You can find more information on Marnus and his work at marnusmarais.com

This article is No. 2 in a 4 part series.

Step 1 – The Importance of Assessment

Step 2 – Early Stage Rehab

Step 3 – Essential Strength and Golf Movement Patterns

Step 4 – Building global strength for prevention of future injury

Introduction

Now that we have identified the source of the back issue through assessment, it’s time to start working on the underlying causes, in order to reduce pain and decrease the likelihood of re-injury further down the track. 

In our experience, mechanical back pain in golfers caused by physical issues is most often caused by one or more of the the following 4 issues, with many amateur players displaying the entire collection!

– Lack of Mobility at the Hips and Mid / Upper Back

– Poor Posture

– Misalignment and Muscle Imbalances

– Weak Core Muscles

Because pain is likely still a factor at this stage, we need to proceed with caution and focus on rehab work that is low intensity and has a low risk of causing a pain flare up.

With that in mind, in ‘Step 2: Early Stage Rehab’ we are going to address Mobility, Posture and Misalignment / Muscle Imbalances.
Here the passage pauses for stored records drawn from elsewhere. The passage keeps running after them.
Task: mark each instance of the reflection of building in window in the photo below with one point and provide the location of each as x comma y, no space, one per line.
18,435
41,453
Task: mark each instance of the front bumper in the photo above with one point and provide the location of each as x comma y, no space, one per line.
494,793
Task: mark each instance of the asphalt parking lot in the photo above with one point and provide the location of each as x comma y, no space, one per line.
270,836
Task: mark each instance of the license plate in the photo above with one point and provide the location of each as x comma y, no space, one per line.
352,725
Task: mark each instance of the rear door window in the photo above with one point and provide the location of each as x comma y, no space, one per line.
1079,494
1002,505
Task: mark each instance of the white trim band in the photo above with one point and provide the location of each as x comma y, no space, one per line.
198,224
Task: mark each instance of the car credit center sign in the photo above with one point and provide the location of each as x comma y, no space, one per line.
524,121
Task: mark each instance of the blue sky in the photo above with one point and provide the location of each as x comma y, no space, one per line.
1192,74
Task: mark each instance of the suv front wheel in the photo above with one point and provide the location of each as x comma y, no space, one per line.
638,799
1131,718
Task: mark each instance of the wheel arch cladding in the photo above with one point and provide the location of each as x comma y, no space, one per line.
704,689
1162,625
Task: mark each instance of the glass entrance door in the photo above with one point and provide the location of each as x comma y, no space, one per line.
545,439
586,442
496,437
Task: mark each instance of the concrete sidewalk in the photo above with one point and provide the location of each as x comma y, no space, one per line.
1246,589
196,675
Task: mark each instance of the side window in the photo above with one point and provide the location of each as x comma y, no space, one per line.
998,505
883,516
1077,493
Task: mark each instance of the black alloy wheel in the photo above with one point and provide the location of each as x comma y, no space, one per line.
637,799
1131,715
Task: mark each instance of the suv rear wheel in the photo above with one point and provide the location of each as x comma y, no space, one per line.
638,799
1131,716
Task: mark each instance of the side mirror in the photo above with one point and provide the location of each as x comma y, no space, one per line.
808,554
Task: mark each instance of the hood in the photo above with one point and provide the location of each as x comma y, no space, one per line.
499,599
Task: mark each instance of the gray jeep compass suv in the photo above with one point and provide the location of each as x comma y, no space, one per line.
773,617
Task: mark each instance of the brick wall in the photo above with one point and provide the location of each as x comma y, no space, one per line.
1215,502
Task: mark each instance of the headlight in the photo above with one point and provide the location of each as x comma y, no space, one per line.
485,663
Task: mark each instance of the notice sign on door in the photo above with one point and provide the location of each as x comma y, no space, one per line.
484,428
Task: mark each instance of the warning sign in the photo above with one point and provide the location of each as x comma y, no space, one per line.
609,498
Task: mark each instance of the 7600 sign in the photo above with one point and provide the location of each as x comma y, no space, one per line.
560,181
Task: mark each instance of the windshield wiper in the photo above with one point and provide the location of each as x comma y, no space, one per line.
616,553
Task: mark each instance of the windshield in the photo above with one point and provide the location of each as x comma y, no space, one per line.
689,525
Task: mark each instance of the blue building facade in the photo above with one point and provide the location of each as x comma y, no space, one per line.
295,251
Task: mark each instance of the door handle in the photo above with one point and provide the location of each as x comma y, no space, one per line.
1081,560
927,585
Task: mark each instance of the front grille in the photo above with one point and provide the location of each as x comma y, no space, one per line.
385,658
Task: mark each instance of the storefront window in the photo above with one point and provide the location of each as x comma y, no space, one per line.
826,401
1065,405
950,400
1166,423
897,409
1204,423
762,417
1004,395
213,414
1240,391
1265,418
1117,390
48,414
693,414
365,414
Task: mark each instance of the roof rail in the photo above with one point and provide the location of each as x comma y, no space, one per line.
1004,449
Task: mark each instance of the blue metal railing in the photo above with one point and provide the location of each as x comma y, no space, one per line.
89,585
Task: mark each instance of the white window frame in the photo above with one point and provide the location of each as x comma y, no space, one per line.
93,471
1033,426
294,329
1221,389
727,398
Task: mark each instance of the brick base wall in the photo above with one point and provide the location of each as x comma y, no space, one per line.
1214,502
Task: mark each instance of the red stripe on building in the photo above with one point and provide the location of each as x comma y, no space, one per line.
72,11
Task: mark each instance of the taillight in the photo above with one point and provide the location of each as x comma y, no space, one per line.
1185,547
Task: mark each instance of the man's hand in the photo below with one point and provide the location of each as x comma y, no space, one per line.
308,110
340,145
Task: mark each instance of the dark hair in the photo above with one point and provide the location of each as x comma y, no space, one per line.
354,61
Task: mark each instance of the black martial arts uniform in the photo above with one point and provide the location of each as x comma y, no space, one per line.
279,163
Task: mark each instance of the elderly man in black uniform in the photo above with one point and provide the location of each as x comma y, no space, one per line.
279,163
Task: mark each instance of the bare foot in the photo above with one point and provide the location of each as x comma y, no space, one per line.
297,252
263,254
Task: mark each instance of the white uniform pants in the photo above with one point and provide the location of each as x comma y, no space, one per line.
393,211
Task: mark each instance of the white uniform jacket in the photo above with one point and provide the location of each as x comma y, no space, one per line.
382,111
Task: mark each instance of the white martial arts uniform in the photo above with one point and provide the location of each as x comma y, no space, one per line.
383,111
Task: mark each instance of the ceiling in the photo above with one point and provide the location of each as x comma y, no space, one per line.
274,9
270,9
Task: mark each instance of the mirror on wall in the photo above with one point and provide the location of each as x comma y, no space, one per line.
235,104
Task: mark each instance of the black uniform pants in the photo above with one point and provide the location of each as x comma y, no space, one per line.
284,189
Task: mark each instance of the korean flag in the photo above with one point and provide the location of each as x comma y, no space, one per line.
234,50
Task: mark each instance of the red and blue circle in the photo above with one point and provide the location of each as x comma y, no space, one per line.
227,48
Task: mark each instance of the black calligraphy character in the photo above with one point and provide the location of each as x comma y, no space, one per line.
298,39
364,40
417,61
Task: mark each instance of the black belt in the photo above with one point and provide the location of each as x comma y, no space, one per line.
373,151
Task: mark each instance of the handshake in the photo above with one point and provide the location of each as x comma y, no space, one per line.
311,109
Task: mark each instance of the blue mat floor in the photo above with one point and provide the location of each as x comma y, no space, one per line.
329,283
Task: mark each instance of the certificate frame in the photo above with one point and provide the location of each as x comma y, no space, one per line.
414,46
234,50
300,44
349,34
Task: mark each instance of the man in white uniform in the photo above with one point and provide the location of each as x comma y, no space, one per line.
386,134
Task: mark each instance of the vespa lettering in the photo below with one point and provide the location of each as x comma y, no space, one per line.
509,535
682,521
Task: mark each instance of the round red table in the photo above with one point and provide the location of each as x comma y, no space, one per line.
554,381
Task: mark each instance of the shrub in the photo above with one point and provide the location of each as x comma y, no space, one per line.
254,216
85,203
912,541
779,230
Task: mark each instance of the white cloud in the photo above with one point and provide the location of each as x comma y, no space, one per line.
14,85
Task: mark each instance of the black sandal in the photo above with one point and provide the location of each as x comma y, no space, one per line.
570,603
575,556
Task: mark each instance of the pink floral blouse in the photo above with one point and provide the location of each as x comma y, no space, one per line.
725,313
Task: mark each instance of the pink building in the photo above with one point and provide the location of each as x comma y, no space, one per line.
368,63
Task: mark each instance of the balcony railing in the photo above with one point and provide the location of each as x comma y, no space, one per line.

These 3 areas can be improved upon, and should have a positive impact on pain reduction, even if back discomfort is still restricting larger, more global movements.

Step 2.1 – Improving Mobility in Hips and Mid / Upper back

Certain areas in the body need to be more stable, and others need to be more mobile. The lumbar spine (lower back) falls into the stable category, partly due to its limited capacity for rotation and lateral flexion (side bending). We know the unnatural golf swing movement imparts both rotational and side bending forces on the spine, so it’s an area we need to keep stable and protected.

In order to avoid excessive low back rotation forces in life and especially in the golf swing, it’s very important that we try to maximize the range of movement in other areas, most notably the joints above and below the low back, where the majority of rotation in the golf swing should take place:

Hips

We need sufficient range of movement to turn into, and out of, both hips. For example, if we can’t turn and load into our lead hip due to a lack of internal rotation mobility, we tend to compensate with excessive rotation and side-bending in the lower back.

Suggested Exercise Circuit – Hip Mobility

1) Self Massage Glutes – 45 secs each side

2) Cross Leg Glute Stretch – 30 secs each side

3) Prone Glute Stretch – 30 secs each side

4) 90 90 Hip Mobility – 5 reps each side

Thoracic Spine (mid to upper back)

Having sufficient rotation in our thoracic spine to both left and the right is extremely important. The thoracic spine has significantly greater rotational capabilities compared to the lumbar spine (low back). If we maximise our mobility here, we can help protect the lower back, along with the cervical spine (neck).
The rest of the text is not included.